For users and builders outside the United States, the implications are immediate. India ranks first in the 2026 Global Crypto Adoption Index with roughly 150 million crypto users, and Nigeria ranks second, with crypto engagement estimated at 42 percent of the population. Both countries represent large, active user bases for platforms like Polymarket, which settles in USDC and its new native token, Polymarket USD (pUSD), an ERC-20 token on Polygon backed one-to-one by USDC. The pUSD token arrived as part of Polymarket's V2 exchange upgrade, launched April 28, 2026, which also migrated the platform from USDC.e to pUSD, making it a very recent technical change for any developer building on the platform. Across Sub-Saharan Africa, stablecoin adoption grew by 180 percent in 2025 and into 2026, with Kenya, Ethiopia, and Ghana each making their debut in the top 20 of the 2026 Global Crypto Adoption Index. That growth is precisely why markets like Nairobi and Lagos figure prominently in any global prediction market strategy.

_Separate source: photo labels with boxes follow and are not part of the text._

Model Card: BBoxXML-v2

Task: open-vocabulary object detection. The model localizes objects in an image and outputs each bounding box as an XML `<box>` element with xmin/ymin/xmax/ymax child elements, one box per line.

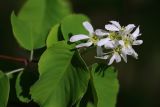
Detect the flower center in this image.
<box><xmin>90</xmin><ymin>35</ymin><xmax>99</xmax><ymax>44</ymax></box>
<box><xmin>123</xmin><ymin>37</ymin><xmax>132</xmax><ymax>46</ymax></box>
<box><xmin>108</xmin><ymin>32</ymin><xmax>121</xmax><ymax>40</ymax></box>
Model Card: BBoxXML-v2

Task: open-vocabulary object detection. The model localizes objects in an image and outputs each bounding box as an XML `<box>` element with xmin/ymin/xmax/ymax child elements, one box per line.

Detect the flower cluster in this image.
<box><xmin>70</xmin><ymin>21</ymin><xmax>143</xmax><ymax>65</ymax></box>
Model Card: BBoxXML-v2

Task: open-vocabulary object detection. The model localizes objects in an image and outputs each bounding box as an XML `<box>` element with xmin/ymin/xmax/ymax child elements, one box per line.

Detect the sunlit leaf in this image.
<box><xmin>31</xmin><ymin>42</ymin><xmax>89</xmax><ymax>107</ymax></box>
<box><xmin>61</xmin><ymin>14</ymin><xmax>89</xmax><ymax>40</ymax></box>
<box><xmin>11</xmin><ymin>0</ymin><xmax>71</xmax><ymax>50</ymax></box>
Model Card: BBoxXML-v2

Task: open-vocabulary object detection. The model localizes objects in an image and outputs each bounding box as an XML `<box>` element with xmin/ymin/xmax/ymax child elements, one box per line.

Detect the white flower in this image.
<box><xmin>108</xmin><ymin>51</ymin><xmax>121</xmax><ymax>65</ymax></box>
<box><xmin>119</xmin><ymin>27</ymin><xmax>143</xmax><ymax>62</ymax></box>
<box><xmin>70</xmin><ymin>21</ymin><xmax>106</xmax><ymax>48</ymax></box>
<box><xmin>105</xmin><ymin>21</ymin><xmax>135</xmax><ymax>34</ymax></box>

The Van Dyke prosecution carries a specific warning for developers in these regions: U.S. authorities pursued a case involving a VPN user trading an offshore platform, signaling that American enforcement reach does not stop at national borders. Because the Chainalysis model was developed in response to U.S. enforcement pressure and U.S. regulatory requirements, developers in Nairobi, Lagos, Mumbai, and Bangalore building event-contract applications face a practical question about whether compliance tools calibrated to Western trading behavior will accurately classify transactions from markets with different norms around pseudonymity and payment patterns. The legal risk extends further than government secrets alone. Legal analysts at Debevoise and Plimpton note that the government's theories in the Van Dyke case can reach confidential corporate information as well, including unannounced mergers and acquisitions, clinical trial results, earnings data, and pending regulatory approvals. Any Web3 prediction market that touches corporate event contracts therefore faces the same insider trading liability as traditional financial institutions. For builders developing event-contract applications in India, Nigeria, and across Africa, that is arguably the most actionable implication of the entire enforcement wave.
Looking ahead, the outcome of Polymarket's CFTC application will serve as the clearest test yet of whether a crypto-native prediction market can pass full regulatory review in a major financial jurisdiction. If approved, that decision will carry weight well beyond U.S. borders, giving regulators in India, Nigeria, and elsewhere a concrete framework to evaluate or mirror as their own prediction market sectors grow. March 2026 was the first month Polymarket crossed $10 billion in trading volume. The industry recorded roughly $60 billion in total volume across 2025, four times its 2024 level. The compliance infrastructure being built now will shape who can participate in that growth and under what terms.